In its review of the R3 Stem Cell, LLC website, the FDA found that the company promotes stem cell therapies for numerous diseases or conditions to certain ‘R3 Stem Cell Centers of Excellence’ for stem cell treatment.
It appears that the products offered by the company would be regulated as drugs and biological products under the Federal Food Drug and Cosmetic Act and the Public Health Service Act. Prior to marketing, such products require a demonstration that the products are safe and effective for their intended uses.

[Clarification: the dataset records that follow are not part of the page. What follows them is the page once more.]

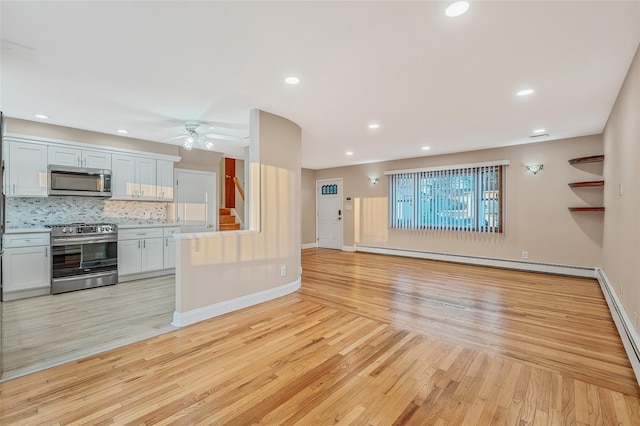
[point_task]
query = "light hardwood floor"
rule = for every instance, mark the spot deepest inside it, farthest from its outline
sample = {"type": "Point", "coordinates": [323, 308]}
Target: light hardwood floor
{"type": "Point", "coordinates": [368, 339]}
{"type": "Point", "coordinates": [45, 331]}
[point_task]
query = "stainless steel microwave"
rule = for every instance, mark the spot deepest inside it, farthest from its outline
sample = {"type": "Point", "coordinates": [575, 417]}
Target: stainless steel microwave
{"type": "Point", "coordinates": [65, 180]}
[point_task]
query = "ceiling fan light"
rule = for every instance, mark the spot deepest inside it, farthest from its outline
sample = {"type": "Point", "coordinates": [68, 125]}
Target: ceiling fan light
{"type": "Point", "coordinates": [188, 143]}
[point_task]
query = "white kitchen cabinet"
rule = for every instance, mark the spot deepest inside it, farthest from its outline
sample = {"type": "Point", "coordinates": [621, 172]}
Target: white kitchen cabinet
{"type": "Point", "coordinates": [164, 180]}
{"type": "Point", "coordinates": [170, 247]}
{"type": "Point", "coordinates": [133, 178]}
{"type": "Point", "coordinates": [142, 251]}
{"type": "Point", "coordinates": [27, 164]}
{"type": "Point", "coordinates": [146, 177]}
{"type": "Point", "coordinates": [152, 254]}
{"type": "Point", "coordinates": [26, 265]}
{"type": "Point", "coordinates": [70, 156]}
{"type": "Point", "coordinates": [129, 257]}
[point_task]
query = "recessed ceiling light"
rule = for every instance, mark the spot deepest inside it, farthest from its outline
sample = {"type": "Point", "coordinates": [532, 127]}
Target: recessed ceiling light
{"type": "Point", "coordinates": [525, 92]}
{"type": "Point", "coordinates": [456, 9]}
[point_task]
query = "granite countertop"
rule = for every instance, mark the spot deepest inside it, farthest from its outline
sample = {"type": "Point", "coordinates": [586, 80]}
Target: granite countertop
{"type": "Point", "coordinates": [146, 225]}
{"type": "Point", "coordinates": [25, 230]}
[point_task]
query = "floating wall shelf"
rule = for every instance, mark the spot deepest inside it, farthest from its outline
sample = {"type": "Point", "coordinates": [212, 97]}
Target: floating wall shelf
{"type": "Point", "coordinates": [586, 209]}
{"type": "Point", "coordinates": [584, 184]}
{"type": "Point", "coordinates": [585, 160]}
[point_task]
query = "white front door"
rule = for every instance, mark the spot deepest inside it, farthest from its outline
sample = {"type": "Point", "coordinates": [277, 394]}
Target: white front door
{"type": "Point", "coordinates": [196, 201]}
{"type": "Point", "coordinates": [329, 202]}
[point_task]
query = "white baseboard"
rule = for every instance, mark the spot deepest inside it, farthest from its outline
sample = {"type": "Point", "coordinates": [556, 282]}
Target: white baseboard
{"type": "Point", "coordinates": [23, 294]}
{"type": "Point", "coordinates": [181, 319]}
{"type": "Point", "coordinates": [628, 334]}
{"type": "Point", "coordinates": [550, 268]}
{"type": "Point", "coordinates": [144, 275]}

Manufacturers who fail to comply with FDA requirements may be subject to enforcement action, such as seizure, injunction, or prosecution.
“We encourage firms to engage with the FDA about regulatory oversight of this field and work with the agency for appropriate development, including designing clinical trials, to explore the safety and potential benefits of these products,” added Peter Marks, MD, PhD, director of the FDA’s Center for Biologics Evaluation and Research. “We intend to step up our oversight of those sponsors who have not engaged the regulatory process in the proper development of their stem cell products that are regulated as drugs, devices, and/or biological products under the statutes and existing regulations, and whose products create more significant potential risks because of the way that they’re manipulated or delivered.”